Create a CodeBuild project with a private registry

  1. For information about how to create a free private repository, see Repositories on Docker Hub. You can also run the following commands in a terminal to pull an image, get its ID, and push it to a new repository.

    docker pull amazonlinux docker images amazonlinux --format {{.ID}} docker tag image-id your-username/repository-name:tag docker login docker push your-username/repository-name
  2. Follow the steps in Create an AWS Secrets Manager secret in the AWS Secrets Manager User Guide.

    1. In step 3, in Choose secret type, choose Other type of secret.

    2. In Key/value pairs, create one key-value pair for your Docker Hub user name and one key-value pair for your Docker Hub password.

    3. Continue following the steps in Create an AWS Secrets Manager secret.
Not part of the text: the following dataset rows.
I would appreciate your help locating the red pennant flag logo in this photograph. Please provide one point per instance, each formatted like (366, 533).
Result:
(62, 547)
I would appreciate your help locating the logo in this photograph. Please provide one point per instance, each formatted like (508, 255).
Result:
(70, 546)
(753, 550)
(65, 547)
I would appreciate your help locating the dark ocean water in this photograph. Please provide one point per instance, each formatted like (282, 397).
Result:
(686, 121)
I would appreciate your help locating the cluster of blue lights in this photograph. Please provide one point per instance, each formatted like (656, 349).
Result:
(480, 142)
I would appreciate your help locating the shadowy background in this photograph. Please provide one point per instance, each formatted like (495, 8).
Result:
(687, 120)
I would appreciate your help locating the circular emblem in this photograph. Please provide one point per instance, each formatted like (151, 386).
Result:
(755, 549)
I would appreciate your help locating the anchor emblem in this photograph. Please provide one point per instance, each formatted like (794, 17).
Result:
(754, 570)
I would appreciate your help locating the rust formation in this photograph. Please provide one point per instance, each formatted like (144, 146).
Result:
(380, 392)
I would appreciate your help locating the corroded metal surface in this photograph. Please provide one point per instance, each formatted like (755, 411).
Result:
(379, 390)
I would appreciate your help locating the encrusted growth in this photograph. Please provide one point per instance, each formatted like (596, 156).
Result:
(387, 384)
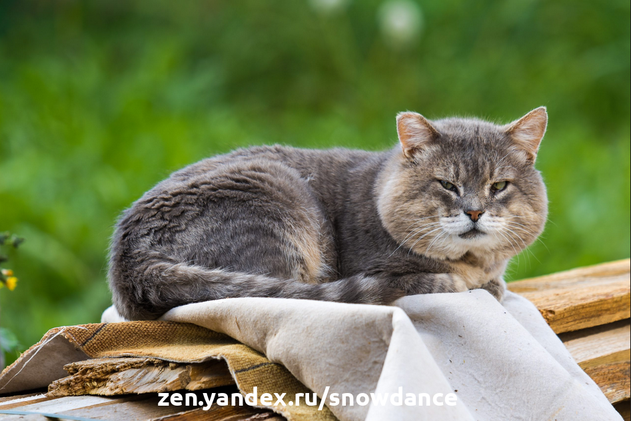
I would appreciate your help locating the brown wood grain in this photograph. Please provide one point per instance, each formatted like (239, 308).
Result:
(580, 298)
(603, 352)
(117, 376)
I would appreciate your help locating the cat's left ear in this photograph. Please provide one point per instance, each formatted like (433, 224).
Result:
(415, 132)
(528, 131)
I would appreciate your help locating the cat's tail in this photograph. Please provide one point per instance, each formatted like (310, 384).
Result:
(149, 291)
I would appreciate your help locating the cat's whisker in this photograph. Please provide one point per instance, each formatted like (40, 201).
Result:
(419, 230)
(434, 240)
(506, 237)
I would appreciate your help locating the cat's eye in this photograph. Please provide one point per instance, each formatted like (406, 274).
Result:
(448, 186)
(499, 186)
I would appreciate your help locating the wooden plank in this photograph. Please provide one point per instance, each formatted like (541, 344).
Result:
(613, 380)
(603, 352)
(15, 401)
(64, 404)
(132, 408)
(580, 298)
(624, 410)
(117, 376)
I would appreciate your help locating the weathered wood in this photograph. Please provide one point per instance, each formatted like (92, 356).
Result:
(603, 352)
(580, 298)
(117, 376)
(624, 410)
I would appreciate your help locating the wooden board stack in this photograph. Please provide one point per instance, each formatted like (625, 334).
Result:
(588, 308)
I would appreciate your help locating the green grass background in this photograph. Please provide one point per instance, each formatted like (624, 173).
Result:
(100, 100)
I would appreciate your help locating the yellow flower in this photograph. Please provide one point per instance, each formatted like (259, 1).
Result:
(12, 282)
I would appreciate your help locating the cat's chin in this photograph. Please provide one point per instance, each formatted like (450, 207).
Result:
(472, 241)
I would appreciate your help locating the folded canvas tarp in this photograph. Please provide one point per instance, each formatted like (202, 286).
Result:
(475, 359)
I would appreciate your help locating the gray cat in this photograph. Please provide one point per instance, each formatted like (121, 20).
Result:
(444, 211)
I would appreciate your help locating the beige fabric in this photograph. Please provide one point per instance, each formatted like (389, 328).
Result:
(502, 361)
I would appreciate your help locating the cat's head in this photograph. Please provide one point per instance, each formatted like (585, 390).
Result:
(464, 185)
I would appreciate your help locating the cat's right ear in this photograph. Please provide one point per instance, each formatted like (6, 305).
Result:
(528, 131)
(415, 133)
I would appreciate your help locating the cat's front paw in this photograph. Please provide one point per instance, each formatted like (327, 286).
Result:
(497, 288)
(449, 282)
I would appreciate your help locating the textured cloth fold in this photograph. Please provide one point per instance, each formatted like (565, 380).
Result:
(500, 361)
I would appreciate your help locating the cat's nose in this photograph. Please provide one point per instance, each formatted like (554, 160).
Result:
(474, 215)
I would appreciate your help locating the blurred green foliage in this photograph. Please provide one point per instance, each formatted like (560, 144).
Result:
(100, 100)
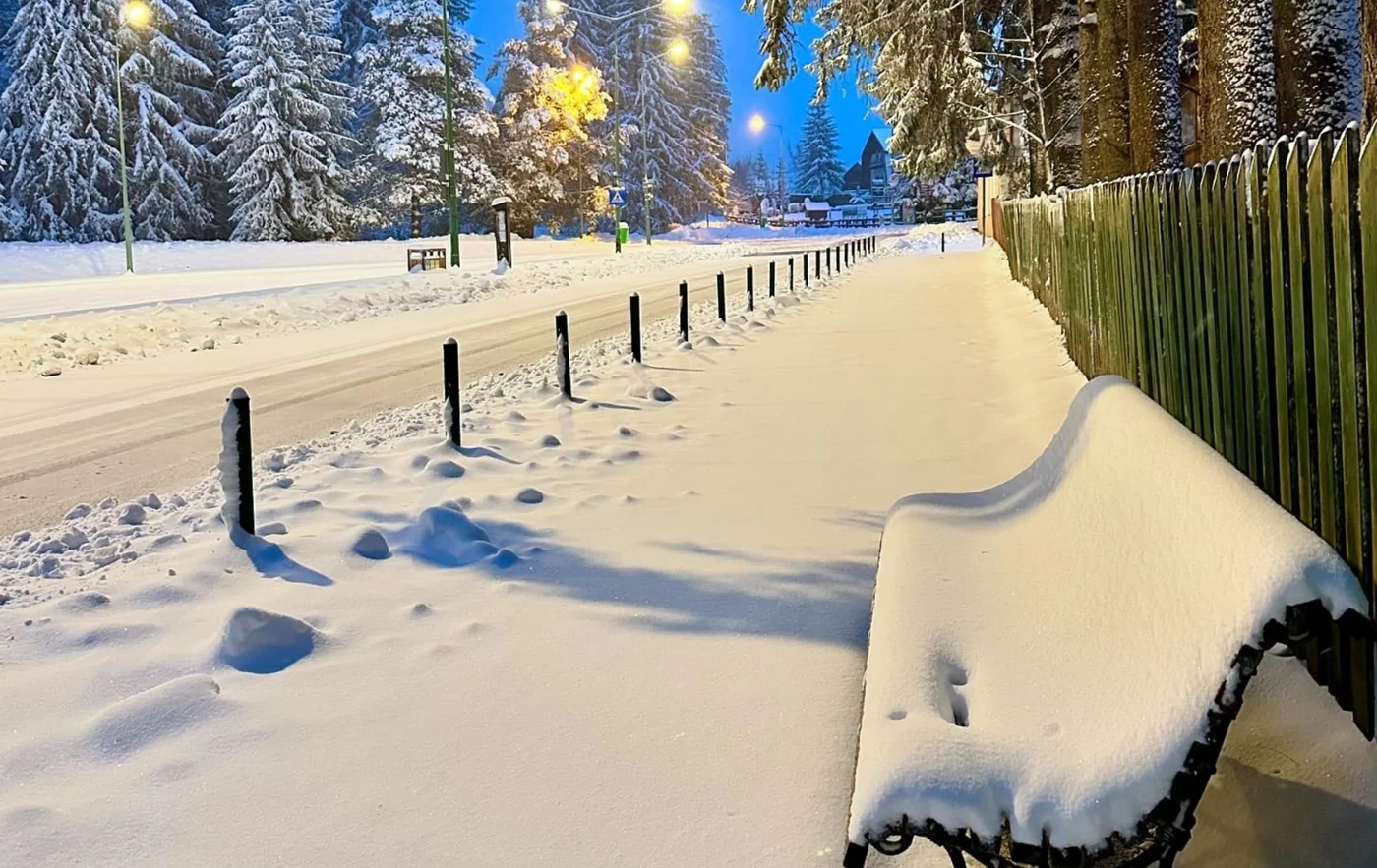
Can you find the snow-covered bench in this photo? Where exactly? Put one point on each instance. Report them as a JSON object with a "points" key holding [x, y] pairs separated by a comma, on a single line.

    4. In step 5, on the Configure automatic rotation page, turn it off because the keys correspond to your Docker Hub credentials.

    5. Finish following the steps in Create an AWS Secrets Manager secret.

    For more information, see What is AWS Secrets Manager?

  3. When you create an AWS CodeBuild project in the console, CodeBuild attaches the required permission for you. If you use an AWS KMS key other than DefaultEncryptionKey, you must add it to the service role. For more information, see Modifying a role (console) in the IAM User Guide.

    For your service role to work with Secrets Manager, it must have, at a minimum, the secretsmanager:GetSecretValue permission.

  4. To use the console to create a project with an environment stored in a private registry, do the following while you create a project. For information, see Create a build project (console).

    Note

    If your private registry is in your VPC, it must have public internet access. CodeBuild cannot pull an image from a private IP address in a VPC.

    1. In Environment image, choose Custom image.

    2. For Environment type, choose Linux or Windows.

    3. For Image registry, choose Other registry.

    4. In External registry URL, enter the image location and in Registry credential - optional enter the ARN or name of your Secrets Manager credentials.

      Note

      If your credentials do not exist in your current Region, then you must use the ARN. You cannot use the credential name if the credentials exist in a different Region.